The tissue sections cut at 4-µm thickness were used. The immunohistochemical staining for p53 (DO-7, 1:250 dilution; DAKO, Glostrup, Denmark), Ki-67 (MIB-1, 1:1000 dilution; DAKO), MUC5AC (CLH2, 1:50 dilution; DAKO), MUC6 (CLH5, 1:50 dilution; Santa Cruz Biotechnology, Dallas, TX), MUC2 (CCP58, 1:50 dilution; DAKO), and CD10 (56C6, 1:40 dilution; DAKO) antibody-antigen complexes were detected using a VECTASTAIN ABC kit (mouse; Vector Laboratories, Burlingame, CA) according to the manufacturer’s protocol. A negative control was designed by using phosphate-buffered saline instead of primary antibodies. Slices were counterstained with hematoxylin, dehydrated, and mounted. Finally, stained sections were evaluated using light microscopy.
Evaluation of immunohistochemical staining
We selected one tissue section with the largest cancerous area for each resected lesion. The randomly selected visual field (100⋅) in each lesion was assessed and scored. A brown stain was regarded as positive. The expressions of p53 and Ki-67 were quantified using image processing software (WinROOF, ver.5.7.2; Mitani Corp., Tokyo, Japan). This software measures the color intensity and transforms the color selected into a percentage in each field. We calculated the intensity of staining at the threshold of color and the extension of staining at the percentage of positive cells against total cancer cells. The p53 immunostaining was analyzed semi-quantitatively using a scoring system for both intensity (0, no staining; 1, weak staining; 2, moderate staining; 3, strong staining) and extension (0, no unclear staining; 1, < 10% staining; 2, 10%-50% staining; 3, > 50% staining). The score for intensity and extension was summed for each lesion. We classified a score of > 4 as marked staining for p53 according to a previous report. Ki-67 LI was calculated as the percentage of positive cells against total cancer cells. We classified the lesions into a high group if Ki-67 LI was greater than the median value, which was also according to a previous report.
The mucin expression of tumor cells was examined with gastric phenotype markers, such as MUC5AC and MUC6, and intestinal phenotype markers, such as MUC2 and CD10. The results of each phenotype marker were defined as positive if > 10% of the tumor cells were stained. Tumors were classified by phenotype as gastric (G type), intestinal (I type), gastrointestinal (GI type), and null (N type); G type tumors expressed only a gastric phenotype marker, whereas I type tumors expressed only an intestinal phenotype marker. GI type tumors expressed both gastric and intestinal phenotype markers, whereas N type tumors were negative for all markers. We evaluated the expression of each mucin phenotype marker not only in the tumor but also in the surrounding mucosa.

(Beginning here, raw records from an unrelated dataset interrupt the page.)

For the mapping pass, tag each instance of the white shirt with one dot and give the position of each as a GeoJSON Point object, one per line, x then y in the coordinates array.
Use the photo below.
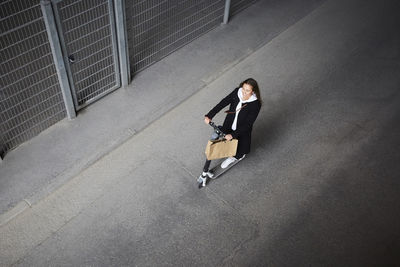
{"type": "Point", "coordinates": [252, 98]}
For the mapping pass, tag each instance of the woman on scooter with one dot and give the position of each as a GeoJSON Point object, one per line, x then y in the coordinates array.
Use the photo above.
{"type": "Point", "coordinates": [245, 103]}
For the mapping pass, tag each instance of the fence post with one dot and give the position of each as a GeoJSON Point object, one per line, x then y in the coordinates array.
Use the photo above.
{"type": "Point", "coordinates": [122, 40]}
{"type": "Point", "coordinates": [52, 33]}
{"type": "Point", "coordinates": [226, 12]}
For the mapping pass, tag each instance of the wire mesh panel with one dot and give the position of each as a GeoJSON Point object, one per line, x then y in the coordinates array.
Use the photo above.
{"type": "Point", "coordinates": [158, 27]}
{"type": "Point", "coordinates": [87, 34]}
{"type": "Point", "coordinates": [30, 96]}
{"type": "Point", "coordinates": [239, 5]}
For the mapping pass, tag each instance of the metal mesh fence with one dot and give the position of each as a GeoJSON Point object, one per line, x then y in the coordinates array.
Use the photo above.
{"type": "Point", "coordinates": [157, 28]}
{"type": "Point", "coordinates": [239, 5]}
{"type": "Point", "coordinates": [87, 31]}
{"type": "Point", "coordinates": [30, 96]}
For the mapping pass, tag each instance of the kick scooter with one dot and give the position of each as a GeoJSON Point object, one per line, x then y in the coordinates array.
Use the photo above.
{"type": "Point", "coordinates": [216, 170]}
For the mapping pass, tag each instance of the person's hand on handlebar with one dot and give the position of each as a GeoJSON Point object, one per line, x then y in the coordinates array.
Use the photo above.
{"type": "Point", "coordinates": [228, 137]}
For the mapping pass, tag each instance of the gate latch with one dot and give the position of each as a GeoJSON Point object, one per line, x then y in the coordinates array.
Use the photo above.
{"type": "Point", "coordinates": [71, 59]}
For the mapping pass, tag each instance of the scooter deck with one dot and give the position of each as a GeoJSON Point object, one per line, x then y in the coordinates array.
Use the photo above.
{"type": "Point", "coordinates": [218, 171]}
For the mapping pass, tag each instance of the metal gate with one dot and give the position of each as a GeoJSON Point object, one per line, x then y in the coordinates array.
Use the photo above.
{"type": "Point", "coordinates": [87, 34]}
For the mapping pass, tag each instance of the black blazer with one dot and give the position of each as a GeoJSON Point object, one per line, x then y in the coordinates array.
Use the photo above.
{"type": "Point", "coordinates": [246, 118]}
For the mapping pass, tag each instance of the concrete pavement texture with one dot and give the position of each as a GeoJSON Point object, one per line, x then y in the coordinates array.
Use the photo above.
{"type": "Point", "coordinates": [41, 165]}
{"type": "Point", "coordinates": [320, 187]}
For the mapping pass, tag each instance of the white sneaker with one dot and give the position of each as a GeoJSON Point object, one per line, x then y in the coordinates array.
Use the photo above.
{"type": "Point", "coordinates": [202, 180]}
{"type": "Point", "coordinates": [209, 174]}
{"type": "Point", "coordinates": [228, 162]}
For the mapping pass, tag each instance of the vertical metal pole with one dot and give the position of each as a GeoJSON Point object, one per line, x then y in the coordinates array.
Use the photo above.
{"type": "Point", "coordinates": [226, 12]}
{"type": "Point", "coordinates": [122, 40]}
{"type": "Point", "coordinates": [52, 33]}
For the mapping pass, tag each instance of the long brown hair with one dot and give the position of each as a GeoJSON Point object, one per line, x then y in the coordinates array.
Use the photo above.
{"type": "Point", "coordinates": [253, 83]}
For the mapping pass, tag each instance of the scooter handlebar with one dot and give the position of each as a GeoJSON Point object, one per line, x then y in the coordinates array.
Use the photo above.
{"type": "Point", "coordinates": [218, 130]}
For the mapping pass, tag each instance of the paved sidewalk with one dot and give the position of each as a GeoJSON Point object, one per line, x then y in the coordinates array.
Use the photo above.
{"type": "Point", "coordinates": [46, 162]}
{"type": "Point", "coordinates": [320, 187]}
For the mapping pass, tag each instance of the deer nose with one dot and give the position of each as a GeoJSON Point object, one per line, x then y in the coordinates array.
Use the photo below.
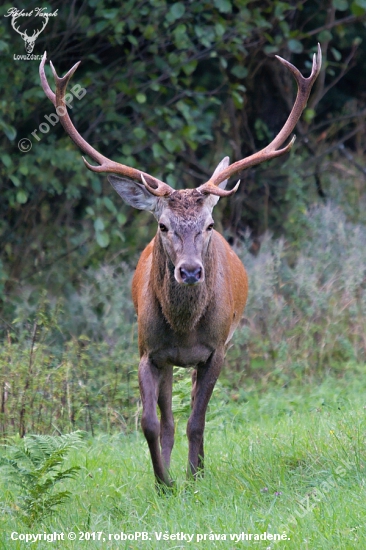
{"type": "Point", "coordinates": [190, 276]}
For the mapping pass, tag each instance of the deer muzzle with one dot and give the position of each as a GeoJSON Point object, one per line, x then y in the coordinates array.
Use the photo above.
{"type": "Point", "coordinates": [189, 274]}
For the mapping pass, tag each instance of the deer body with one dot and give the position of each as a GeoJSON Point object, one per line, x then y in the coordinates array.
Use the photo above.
{"type": "Point", "coordinates": [189, 288]}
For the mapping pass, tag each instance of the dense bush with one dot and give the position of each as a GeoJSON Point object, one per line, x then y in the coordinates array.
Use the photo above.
{"type": "Point", "coordinates": [172, 87]}
{"type": "Point", "coordinates": [74, 365]}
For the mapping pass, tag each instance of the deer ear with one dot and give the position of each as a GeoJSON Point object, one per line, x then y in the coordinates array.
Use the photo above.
{"type": "Point", "coordinates": [133, 193]}
{"type": "Point", "coordinates": [212, 200]}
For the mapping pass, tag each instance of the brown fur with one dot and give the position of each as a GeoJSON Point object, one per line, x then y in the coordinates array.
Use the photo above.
{"type": "Point", "coordinates": [184, 325]}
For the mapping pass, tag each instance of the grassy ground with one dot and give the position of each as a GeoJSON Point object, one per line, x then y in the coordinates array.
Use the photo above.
{"type": "Point", "coordinates": [282, 460]}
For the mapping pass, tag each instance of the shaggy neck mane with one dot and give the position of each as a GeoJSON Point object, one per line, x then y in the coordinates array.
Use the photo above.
{"type": "Point", "coordinates": [182, 305]}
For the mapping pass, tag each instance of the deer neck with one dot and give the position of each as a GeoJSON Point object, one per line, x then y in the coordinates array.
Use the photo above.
{"type": "Point", "coordinates": [182, 305]}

Categorical variables were presented as frequencies and proportions. They were compared between the two groups by using Fisher’s exact test. Continuous variables were presented as medians (interquartile range [IQR]). They were compared between the two groups by using Wilcoxon rank sum test. A p-value < 0.05 was considered significant. To reveal the factors associated with unclear lateral demarcation by M-NBI, univariate and multivariate logistic regression analyses were performed. All statistical analyses were performed with JMP statistical software ver. 14 (SAS Institute Inc, Cary, NC).